I have asked several friends and acquaintances to review this write-up before (and after) putting it on the Web. This does not necessarily mean they agree with what I have written (some discussions are still taking place), but at least I have sought their advice. I hope it has no mistakes in it. If you feel you have something to contribute in the way of corrections or additions, please write me. I have nothing to sell by providing this page, except better control and hopefully less confusion.

Presently there are three basic forms of the PID algorithm. These will be discussed in turn. After that there is a short discussion of other aspects of any algorithm which must be considered to write the digital program for one. A section on references and links is at the end.

Expressed by their Laplace transforms the three forms are:

First form: Kc(1 + 1/Tis)(1 + Tds)/(1 + Tds/Kd)
Second form: Kc'(1 + 1/Ti's + Td's)
Third form: Kc" + 1/Ti"s+Td"s

where

Kc, Kc' and Kc" relate to the P part of PID
Ti, Ti' and Ti" relate to the I part of PID
Td, Td' and Td" relate to the D part of PID
s is the Laplace notation for derivative with respect to time
Kd is the derivative gain

I have deliberately not assigned a name to any of these forms yet. Also I have not given a name to the variables. Both will come later as each algorithm is discussed. The second and third forms can be made equivalent to the first form (provided derivative is handled appropriately), but the first form cannot duplicate all combinations available in the second and third forms. The second and third forms can be made equal to each other. For most practical purposes one algorithm is not better than another, just different.

THE FIRST FORM OF THE PID ALGORITHM

This first form is called "series" or "interacting" or "analog" or "classical". The variables are:

Kc = controller gain = 100/proportional band
Ti = Integral or reset time = 1/reset rate in repeats/time
Td = derivative time
Kd = derivative gain

Early pneumatic controllers were probably designed more to meet mechanical and patent constraints than by a zeal to achieve a certain algorithm.
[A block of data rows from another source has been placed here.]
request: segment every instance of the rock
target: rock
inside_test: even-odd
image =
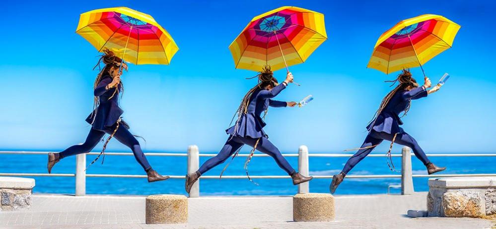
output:
[[[432,212],[434,210],[434,199],[430,195],[430,192],[427,194],[427,210]]]
[[[442,208],[447,217],[480,217],[482,200],[479,192],[459,191],[446,192],[442,196]]]
[[[8,192],[1,193],[1,205],[10,205],[10,193]]]
[[[417,218],[419,217],[427,217],[428,212],[427,211],[408,210],[407,216],[409,217]]]
[[[293,196],[293,220],[295,222],[333,221],[334,197],[327,193],[299,193]]]
[[[486,192],[486,215],[496,214],[496,189],[489,189]]]
[[[27,208],[31,206],[31,199],[30,195],[16,195],[14,197],[14,201],[12,207],[14,209]]]
[[[188,223],[188,198],[182,195],[152,195],[146,200],[146,224]]]

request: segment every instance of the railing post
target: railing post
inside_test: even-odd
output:
[[[308,176],[308,148],[306,146],[301,146],[298,149],[298,171],[300,174]],[[310,183],[305,182],[298,185],[298,193],[310,192]]]
[[[412,149],[406,146],[401,150],[401,194],[414,192],[412,176]]]
[[[76,155],[76,196],[86,195],[86,154]]]
[[[188,147],[188,173],[196,172],[200,168],[200,154],[198,147],[193,145]],[[190,191],[190,197],[200,196],[200,180],[193,184]]]

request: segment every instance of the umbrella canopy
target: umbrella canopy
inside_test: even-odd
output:
[[[276,70],[304,62],[327,39],[324,14],[283,6],[254,17],[229,49],[236,68]]]
[[[401,21],[379,38],[367,67],[386,74],[403,68],[422,68],[451,47],[460,27],[444,17],[434,14]]]
[[[169,33],[151,16],[125,7],[81,14],[76,33],[98,52],[107,48],[136,64],[168,64],[179,50]]]

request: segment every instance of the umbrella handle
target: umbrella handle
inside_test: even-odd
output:
[[[278,46],[279,46],[279,51],[281,51],[281,56],[283,57],[283,61],[284,61],[284,66],[286,67],[286,74],[287,74],[289,73],[289,69],[287,68],[287,64],[286,63],[286,58],[284,57],[284,54],[283,53],[283,48],[281,48],[281,43],[279,43],[279,39],[277,38],[277,32],[276,32],[276,30],[274,30],[274,35],[276,35],[276,40],[277,41]],[[297,86],[301,86],[299,84],[294,82],[291,82],[291,83],[294,83]]]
Later pneumatic controllers tended to have an algorithm close to this first form. Electronic controllers of major vendors tended to use this algorithm. It is what process industry control users were used to at the time. If you are unsure what algorithm is being used for the controller you are tuning, find out what it is before you start to tune.
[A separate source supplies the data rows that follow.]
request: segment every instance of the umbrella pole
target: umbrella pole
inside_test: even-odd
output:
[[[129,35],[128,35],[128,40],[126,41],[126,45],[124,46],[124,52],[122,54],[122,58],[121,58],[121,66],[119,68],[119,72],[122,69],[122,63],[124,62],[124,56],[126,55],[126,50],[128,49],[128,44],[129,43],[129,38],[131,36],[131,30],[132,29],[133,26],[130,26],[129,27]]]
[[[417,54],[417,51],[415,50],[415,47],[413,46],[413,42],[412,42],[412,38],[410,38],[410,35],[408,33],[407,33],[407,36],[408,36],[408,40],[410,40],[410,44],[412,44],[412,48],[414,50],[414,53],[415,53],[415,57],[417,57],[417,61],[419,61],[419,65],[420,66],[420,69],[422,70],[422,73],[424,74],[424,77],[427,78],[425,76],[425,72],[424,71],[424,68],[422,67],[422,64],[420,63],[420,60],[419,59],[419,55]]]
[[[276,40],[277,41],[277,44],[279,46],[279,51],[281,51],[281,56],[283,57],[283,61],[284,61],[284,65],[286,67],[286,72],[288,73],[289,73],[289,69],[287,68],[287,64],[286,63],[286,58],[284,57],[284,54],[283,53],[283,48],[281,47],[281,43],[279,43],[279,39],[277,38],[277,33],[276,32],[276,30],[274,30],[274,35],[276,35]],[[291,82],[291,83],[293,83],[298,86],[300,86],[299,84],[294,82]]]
I did not follow closely the evolution of algorithms as digital controllers were introduced. It is my understanding that most major vendors of digital controllers provide this algorithm as basic, and many provide the second form as well. Also, many provide several variations (I'm told Allen-Bradley has 10, and that other manufacturers are adding variations continually).

The choice of the word interacting is interesting. At least one author says that it is interacting in the time domain and noninteracting in the frequency domain. Another author disagrees with this distinction. This really becomes a discussion of what interacts with what. To be safe, think of the word interacting as one to identify the algorithm, not to describe it.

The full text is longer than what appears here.